# 2 Recommender Systems

In [1]:
import numpy as np
from scipy.io import loadmat
from utils import *

## 2.1 Movie ratings dataset

In [2]:
data = loadmat('../data/ex8_movies.mat')
Y = data['Y'] * -1 * -1 # uint8 -> int16
R = data['R'] * -1 * -1 # uint8 -> int16

print('Toy Story average rating: %.1f' % Y[0,R[0,:]].mean())

Toy Story average rating: 4.5


## 2.2 Collaborative filtering learning algorithm
code in utils.py

## 2.3 Learning movie recommendations

In [9]:
movie_names = get_movie_names()

my_ratings = np.zeros(len(movie_names))

# rate the folwing movies:
my_ratings[0] = 1 # Toy Story (1995)
my_ratings[97] = 5 # Twelve Monkeys (1995)
my_ratings[6] = 5 # Usual Suspects, The (1995)
my_ratings[11] = 5 # Outbreak (1995)
my_ratings[53] = 1 # Shawshank Redemption, The (1994)
my_ratings[63]= 1 # While You Were Sleeping (1995)
my_ratings[65]= 1 # Forrest Gump (1994)
my_ratings[68] = 5 # Silence of the Lambs, The (1991)
my_ratings[182] = 5 # Alien (1979)
my_ratings[225] = 5 # Die Hard 2 (1990)
my_ratings[354] = 5 # Sphere (1998)
my_ratings[20] = 1 # Muppet Treasure Island (1996)
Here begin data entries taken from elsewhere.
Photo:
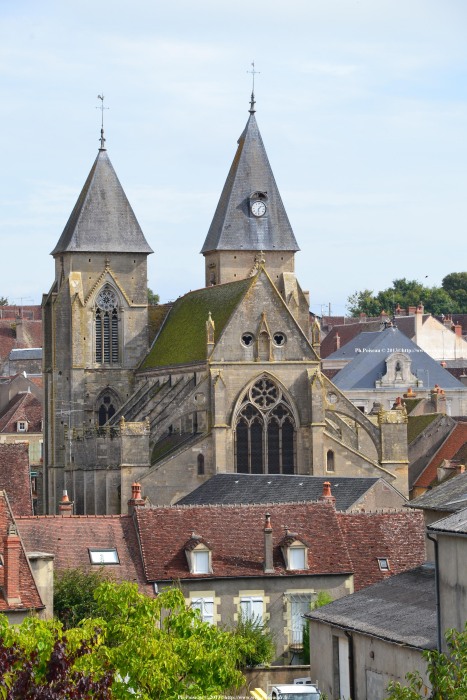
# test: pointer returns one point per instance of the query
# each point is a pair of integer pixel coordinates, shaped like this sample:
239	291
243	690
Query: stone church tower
232	381
95	335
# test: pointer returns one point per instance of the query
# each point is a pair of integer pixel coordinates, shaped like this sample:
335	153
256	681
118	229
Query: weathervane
253	73
102	139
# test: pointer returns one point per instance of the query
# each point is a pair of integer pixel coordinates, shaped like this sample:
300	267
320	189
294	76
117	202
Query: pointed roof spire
235	226
102	219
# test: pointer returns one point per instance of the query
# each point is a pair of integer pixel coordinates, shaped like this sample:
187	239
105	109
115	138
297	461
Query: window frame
103	550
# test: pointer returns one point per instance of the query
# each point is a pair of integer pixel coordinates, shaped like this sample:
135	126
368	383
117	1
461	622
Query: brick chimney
135	501
327	496
268	560
65	507
11	563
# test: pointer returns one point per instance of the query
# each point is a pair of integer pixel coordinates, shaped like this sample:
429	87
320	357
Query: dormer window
295	552
199	556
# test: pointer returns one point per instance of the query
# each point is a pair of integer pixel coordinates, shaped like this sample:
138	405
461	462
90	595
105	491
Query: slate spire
250	179
102	219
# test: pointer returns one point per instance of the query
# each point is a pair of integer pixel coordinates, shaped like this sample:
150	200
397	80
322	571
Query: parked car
295	691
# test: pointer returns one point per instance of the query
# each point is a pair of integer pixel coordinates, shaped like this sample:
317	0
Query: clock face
258	208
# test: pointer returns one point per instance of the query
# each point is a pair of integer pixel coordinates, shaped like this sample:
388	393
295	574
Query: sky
362	106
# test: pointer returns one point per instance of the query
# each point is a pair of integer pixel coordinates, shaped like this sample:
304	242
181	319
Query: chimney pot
11	563
65	507
268	549
327	496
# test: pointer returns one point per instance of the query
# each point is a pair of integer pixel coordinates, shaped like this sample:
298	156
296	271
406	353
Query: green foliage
255	642
182	338
323	598
451	297
161	649
153	298
74	595
38	661
447	673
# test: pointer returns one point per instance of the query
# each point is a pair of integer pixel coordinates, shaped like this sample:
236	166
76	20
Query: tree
74	595
323	598
451	297
153	298
143	648
447	673
38	661
256	642
162	650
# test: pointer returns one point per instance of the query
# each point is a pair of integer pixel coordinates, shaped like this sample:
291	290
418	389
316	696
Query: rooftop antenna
252	100
102	139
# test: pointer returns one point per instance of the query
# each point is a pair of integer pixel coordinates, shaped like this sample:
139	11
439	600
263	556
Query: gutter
434	539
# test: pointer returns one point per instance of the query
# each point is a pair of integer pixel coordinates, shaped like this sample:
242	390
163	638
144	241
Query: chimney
135	501
268	560
327	496
11	563
65	507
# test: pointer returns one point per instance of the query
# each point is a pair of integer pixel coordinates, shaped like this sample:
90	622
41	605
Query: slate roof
25	354
232	489
367	353
182	337
15	479
453	524
401	609
338	543
102	219
233	226
23	406
69	539
454	447
30	598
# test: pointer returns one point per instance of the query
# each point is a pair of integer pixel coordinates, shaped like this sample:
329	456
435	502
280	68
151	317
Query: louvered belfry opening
106	333
265	431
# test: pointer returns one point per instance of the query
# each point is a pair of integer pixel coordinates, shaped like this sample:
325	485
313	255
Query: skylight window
103	556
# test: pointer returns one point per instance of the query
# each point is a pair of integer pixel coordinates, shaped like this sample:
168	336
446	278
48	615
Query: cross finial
252	100
102	139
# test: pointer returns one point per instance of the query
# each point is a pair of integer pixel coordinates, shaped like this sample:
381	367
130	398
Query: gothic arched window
265	431
106	329
105	408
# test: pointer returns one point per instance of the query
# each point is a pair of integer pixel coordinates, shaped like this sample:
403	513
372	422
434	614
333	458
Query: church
227	379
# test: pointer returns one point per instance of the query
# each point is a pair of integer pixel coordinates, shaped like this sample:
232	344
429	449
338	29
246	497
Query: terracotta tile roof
235	535
30	598
32	313
338	543
454	442
14	476
392	536
22	407
70	538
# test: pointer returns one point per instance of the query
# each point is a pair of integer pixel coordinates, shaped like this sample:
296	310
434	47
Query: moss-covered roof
410	404
182	338
156	316
417	424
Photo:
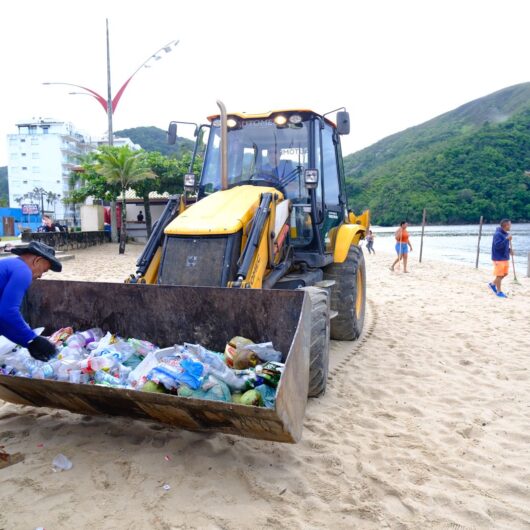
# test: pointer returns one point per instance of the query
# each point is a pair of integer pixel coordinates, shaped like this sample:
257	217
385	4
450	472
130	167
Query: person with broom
500	255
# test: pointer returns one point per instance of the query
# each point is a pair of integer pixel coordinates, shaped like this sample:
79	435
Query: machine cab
276	149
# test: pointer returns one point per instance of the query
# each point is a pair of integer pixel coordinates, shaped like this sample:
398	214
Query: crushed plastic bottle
102	377
61	463
93	364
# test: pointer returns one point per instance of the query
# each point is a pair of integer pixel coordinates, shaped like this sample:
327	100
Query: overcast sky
392	63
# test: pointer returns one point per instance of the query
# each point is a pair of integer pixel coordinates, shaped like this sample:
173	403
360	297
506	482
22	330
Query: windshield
260	152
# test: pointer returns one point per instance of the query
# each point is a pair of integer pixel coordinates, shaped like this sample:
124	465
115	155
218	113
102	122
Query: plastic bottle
103	377
40	370
215	366
84	338
93	364
76	340
92	335
71	353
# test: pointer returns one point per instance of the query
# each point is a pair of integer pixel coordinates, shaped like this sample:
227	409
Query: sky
392	63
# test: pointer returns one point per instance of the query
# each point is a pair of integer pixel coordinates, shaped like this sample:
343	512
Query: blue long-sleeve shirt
15	278
500	246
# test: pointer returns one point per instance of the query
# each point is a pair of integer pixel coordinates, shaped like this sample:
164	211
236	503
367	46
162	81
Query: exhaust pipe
224	146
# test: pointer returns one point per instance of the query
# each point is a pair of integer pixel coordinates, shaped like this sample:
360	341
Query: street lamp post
110	103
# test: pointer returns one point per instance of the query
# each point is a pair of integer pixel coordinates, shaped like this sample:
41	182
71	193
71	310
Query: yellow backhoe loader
261	244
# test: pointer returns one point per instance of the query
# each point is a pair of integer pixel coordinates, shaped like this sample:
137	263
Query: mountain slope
461	165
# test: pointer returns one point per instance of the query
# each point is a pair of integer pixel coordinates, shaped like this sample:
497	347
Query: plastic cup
75	376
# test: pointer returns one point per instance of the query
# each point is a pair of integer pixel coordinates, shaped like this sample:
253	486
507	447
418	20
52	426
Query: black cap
40	249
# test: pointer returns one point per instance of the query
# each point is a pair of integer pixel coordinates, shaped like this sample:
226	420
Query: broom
515	280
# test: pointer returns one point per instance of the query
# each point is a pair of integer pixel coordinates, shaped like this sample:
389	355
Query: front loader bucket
168	315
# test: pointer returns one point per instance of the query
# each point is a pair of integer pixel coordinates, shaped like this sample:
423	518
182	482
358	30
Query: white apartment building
41	156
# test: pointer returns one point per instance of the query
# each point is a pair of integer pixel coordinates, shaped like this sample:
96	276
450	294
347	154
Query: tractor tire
319	350
348	295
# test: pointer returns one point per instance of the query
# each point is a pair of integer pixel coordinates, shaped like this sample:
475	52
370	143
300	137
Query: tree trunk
147	210
123	231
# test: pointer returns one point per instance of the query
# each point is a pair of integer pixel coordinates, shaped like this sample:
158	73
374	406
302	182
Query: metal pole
478	243
422	231
224	147
109	92
113	219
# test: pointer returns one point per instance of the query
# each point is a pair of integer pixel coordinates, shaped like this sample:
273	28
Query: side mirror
189	182
311	178
172	133
343	122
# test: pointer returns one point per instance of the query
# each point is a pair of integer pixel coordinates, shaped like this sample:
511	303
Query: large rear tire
319	350
348	295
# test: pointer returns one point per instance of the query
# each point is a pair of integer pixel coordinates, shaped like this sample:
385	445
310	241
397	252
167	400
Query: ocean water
457	243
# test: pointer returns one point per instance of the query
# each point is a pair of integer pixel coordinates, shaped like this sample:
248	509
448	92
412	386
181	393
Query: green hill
155	139
469	162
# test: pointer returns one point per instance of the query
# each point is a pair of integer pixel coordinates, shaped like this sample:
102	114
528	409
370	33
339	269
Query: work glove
41	349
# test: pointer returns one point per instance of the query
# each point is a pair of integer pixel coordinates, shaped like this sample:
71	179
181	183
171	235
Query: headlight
189	181
295	119
311	178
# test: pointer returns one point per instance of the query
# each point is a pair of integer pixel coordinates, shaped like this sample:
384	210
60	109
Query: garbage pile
245	373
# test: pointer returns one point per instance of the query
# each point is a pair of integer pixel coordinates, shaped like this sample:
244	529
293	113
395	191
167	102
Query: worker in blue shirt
16	276
500	255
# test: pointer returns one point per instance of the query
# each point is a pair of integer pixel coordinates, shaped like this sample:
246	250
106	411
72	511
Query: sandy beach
425	424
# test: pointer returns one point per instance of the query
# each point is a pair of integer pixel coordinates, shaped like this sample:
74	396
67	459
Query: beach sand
425	424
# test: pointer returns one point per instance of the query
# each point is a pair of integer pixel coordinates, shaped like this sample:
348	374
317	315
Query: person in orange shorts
500	255
402	246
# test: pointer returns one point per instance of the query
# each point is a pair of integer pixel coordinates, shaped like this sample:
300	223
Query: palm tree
123	166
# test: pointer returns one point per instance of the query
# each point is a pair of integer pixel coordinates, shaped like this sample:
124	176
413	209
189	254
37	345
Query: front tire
319	350
348	295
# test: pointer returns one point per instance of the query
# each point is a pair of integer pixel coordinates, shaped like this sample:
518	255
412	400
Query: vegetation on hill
470	162
155	139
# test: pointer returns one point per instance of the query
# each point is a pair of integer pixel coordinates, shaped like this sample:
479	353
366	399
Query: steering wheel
264	179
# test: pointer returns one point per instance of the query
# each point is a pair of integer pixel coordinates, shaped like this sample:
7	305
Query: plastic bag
216	367
139	375
265	351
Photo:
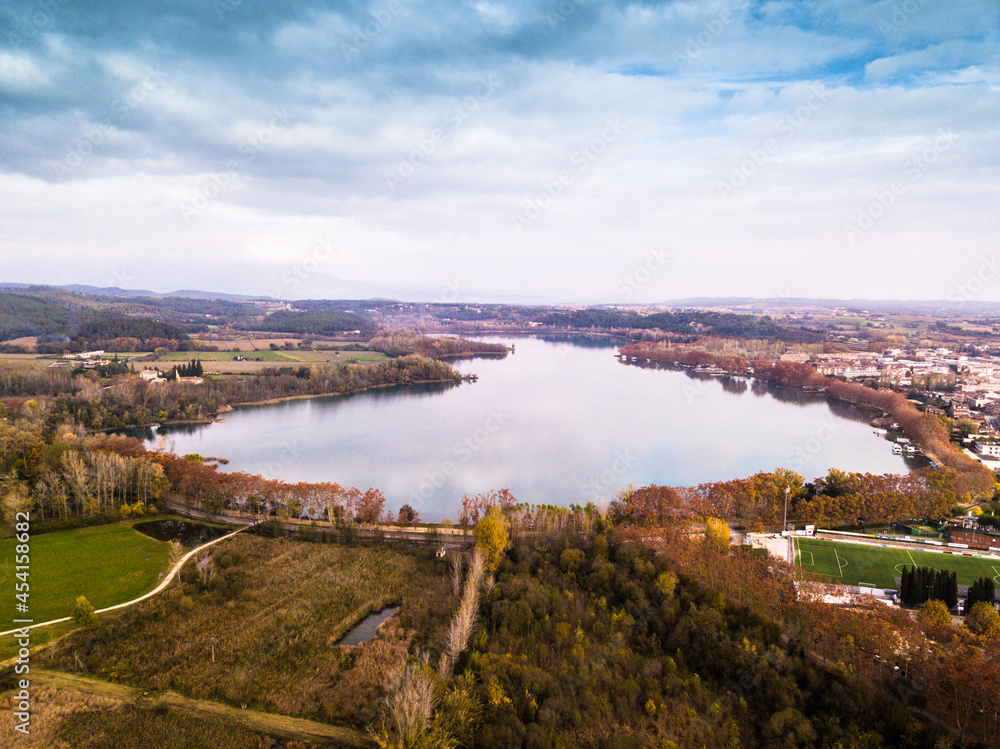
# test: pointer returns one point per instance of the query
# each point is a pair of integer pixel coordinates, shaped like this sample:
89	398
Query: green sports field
870	564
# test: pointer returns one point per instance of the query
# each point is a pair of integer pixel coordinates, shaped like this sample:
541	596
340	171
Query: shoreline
229	407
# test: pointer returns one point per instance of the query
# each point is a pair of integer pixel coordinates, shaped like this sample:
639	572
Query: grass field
272	616
108	564
854	564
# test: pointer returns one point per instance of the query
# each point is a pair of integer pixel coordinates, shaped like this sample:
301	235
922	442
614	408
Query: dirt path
163	584
279	726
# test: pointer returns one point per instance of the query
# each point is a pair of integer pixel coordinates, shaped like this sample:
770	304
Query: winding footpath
163	584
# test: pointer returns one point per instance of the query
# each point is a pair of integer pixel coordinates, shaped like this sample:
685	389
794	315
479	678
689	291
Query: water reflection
556	423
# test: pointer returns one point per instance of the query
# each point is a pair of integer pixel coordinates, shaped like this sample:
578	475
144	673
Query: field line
840	567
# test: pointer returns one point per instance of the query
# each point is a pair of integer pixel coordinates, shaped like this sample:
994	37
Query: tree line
404	342
131	401
839	498
920	584
69	477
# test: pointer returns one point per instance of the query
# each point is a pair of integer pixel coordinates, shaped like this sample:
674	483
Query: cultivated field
879	566
272	614
108	564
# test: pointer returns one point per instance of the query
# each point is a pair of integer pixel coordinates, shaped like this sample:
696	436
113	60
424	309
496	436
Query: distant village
944	382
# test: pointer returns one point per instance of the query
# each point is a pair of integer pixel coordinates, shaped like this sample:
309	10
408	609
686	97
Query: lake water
556	423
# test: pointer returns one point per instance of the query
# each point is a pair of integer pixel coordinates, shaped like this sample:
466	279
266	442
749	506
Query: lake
556	422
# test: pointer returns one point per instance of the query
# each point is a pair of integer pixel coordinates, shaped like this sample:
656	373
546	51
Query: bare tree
409	705
464	621
456	573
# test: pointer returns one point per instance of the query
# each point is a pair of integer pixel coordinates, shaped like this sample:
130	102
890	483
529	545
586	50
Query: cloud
202	143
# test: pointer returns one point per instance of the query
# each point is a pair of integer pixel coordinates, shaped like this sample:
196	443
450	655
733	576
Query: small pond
189	534
368	627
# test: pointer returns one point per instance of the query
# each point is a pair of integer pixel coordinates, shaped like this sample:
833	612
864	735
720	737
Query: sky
561	150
print('New user ratings:')
for i in range(len(movie_names)):
    if my_ratings[i] > 0:
        print('Rated %d for %s' % (my_ratings[i], movie_names[i]))

New user ratings:
Rated 1 for Toy Story (1995)
Rated 5 for Twelve Monkeys (1995)
Rated 5 for Usual Suspects, The (1995)
Rated 1 for Muppet Treasure Island (1996)
Rated 1 for Outbreak (1995)
Rated 1 for Shawshank Redemption, The (1994)
Rated 1 for While You Were Sleeping (1995)
Rated 5 for Forrest Gump (1994)
Rated 5 for Silence of the Lambs, The (1991)
Rated 5 for Alien (1979)
Rated 5 for Die Hard 2 (1990)
Rated 5 for Sphere (1998)


In [10]:
# add a new user
newY = np.c_[Y, my_ratings]
newR = np.c_[R, (my_ratings>0)*1]

n_m, n_u = newY.shape # number of movies, number of users
n_f = 10 # number of features

# mean rating of each movie
meanY = np.zeros(n_m)
for i in range(n_m):
    meanY[i] = newY[i,newR[i,:]].mean()
# normelize data
newY = (newY.T - meanY).T

# train model
l=10
init_parameters = np.random.rand(n_m*n_f + n_u*n_f)
parameters = train(init_parameters, newY, newR, (n_m, n_f), (n_u,n_f), l)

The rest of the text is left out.